Im Bereich der Justiz fehlen ausreichende gesetzliche Regelungen für
die
- Datenverarbeitung im Strafverfahren, insbesondere in automatisierten Dateien,
- Datenerhebung, -verarbeitung und -nutzung im Strafvollzug,
- Übermittlung von Daten aus den bei Gerichten geführten Registern
(z.B. Grundbuch) und deren Nutzung durch die Empfänger,
- Datenübermittlung von Amts wegen durch Gerichte und Staatsanwaltschaften
an Gerichte, Behörden und sonstige öffentliche Stellen
(Justizmitteilungsgesetz)
- Aufbewahrung von Akten, Karteien und sonstigen Unterlagen sowie die Dauer
der Speicherung in automatisierten Dateien.

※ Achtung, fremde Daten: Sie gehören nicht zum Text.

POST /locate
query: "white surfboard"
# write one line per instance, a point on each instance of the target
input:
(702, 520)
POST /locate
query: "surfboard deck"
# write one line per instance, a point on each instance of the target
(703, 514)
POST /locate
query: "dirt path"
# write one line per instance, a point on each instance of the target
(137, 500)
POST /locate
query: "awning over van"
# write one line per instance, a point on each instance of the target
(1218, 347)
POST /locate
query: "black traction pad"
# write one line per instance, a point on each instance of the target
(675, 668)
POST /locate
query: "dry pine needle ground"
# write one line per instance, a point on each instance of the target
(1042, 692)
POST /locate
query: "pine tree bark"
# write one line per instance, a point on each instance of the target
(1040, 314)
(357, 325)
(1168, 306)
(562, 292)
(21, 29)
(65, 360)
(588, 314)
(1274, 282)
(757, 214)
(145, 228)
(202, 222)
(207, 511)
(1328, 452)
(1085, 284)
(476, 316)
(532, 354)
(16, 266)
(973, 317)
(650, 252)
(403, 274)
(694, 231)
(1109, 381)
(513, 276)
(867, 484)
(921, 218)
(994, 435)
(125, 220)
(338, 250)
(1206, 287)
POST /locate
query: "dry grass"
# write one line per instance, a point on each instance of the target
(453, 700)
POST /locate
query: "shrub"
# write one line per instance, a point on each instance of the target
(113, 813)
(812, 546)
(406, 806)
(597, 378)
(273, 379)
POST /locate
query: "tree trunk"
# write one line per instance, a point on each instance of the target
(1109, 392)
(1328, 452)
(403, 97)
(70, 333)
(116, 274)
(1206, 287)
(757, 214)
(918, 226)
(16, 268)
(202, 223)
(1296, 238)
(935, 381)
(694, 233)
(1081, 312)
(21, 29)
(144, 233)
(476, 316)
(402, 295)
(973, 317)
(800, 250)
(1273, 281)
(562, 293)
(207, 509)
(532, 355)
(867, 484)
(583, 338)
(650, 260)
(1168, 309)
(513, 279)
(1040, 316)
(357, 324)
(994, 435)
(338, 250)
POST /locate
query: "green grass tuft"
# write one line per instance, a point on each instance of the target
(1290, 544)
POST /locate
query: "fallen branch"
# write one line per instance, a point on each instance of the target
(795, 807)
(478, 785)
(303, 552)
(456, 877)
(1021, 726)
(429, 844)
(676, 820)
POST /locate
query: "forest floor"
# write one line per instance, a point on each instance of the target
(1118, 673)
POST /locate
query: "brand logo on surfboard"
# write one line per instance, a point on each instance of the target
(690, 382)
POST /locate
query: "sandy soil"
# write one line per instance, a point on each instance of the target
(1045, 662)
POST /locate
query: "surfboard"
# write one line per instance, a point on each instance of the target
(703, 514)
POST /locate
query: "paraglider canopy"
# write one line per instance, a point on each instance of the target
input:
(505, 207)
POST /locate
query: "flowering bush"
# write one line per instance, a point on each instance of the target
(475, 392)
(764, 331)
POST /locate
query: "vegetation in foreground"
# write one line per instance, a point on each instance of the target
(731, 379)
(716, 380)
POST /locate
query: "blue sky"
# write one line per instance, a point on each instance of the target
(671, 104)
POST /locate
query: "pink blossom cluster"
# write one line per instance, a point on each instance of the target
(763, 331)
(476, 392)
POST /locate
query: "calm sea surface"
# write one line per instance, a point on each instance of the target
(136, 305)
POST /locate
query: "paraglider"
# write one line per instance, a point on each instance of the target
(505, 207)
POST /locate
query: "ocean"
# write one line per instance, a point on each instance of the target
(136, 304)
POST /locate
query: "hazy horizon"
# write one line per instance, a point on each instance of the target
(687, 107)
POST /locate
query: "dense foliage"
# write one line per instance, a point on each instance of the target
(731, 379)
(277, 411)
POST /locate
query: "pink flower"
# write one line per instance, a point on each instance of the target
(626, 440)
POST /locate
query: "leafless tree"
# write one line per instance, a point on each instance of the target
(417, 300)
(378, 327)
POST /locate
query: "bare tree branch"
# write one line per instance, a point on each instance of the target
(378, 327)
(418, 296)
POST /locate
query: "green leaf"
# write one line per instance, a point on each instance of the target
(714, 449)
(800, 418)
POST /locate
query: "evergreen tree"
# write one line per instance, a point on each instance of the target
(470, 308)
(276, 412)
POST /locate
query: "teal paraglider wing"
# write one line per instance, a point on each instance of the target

Eine Berufung auf den sog. Übergangsbonus auf unbegrenzte Zeit steht
nicht in Übereinstimmung mit der Rechtsprechung des
Bundesverfassungsgerichts. Die Datenschutzbeauftragten halten es deshalb
zum Schutz des Rechts des Einzelnen auf informationelle Selbstbestimmung
für geboten, wegen der mit der Datenerhebung, Verarbeitung und Nutzung
verbundenen Rechtseingriffe in der neuen Legislaturperiode unverzüglich
bereichsspezifische Regelungen der materiellen Voraussetzungen sowie der
organisatorischen und verfahrensrechtlichen Vorkehrungen zu schaffen, welche
der Gefahr einer Verletzung des Persönlichkeitsrechtes des Bürgers
entgegenwirken.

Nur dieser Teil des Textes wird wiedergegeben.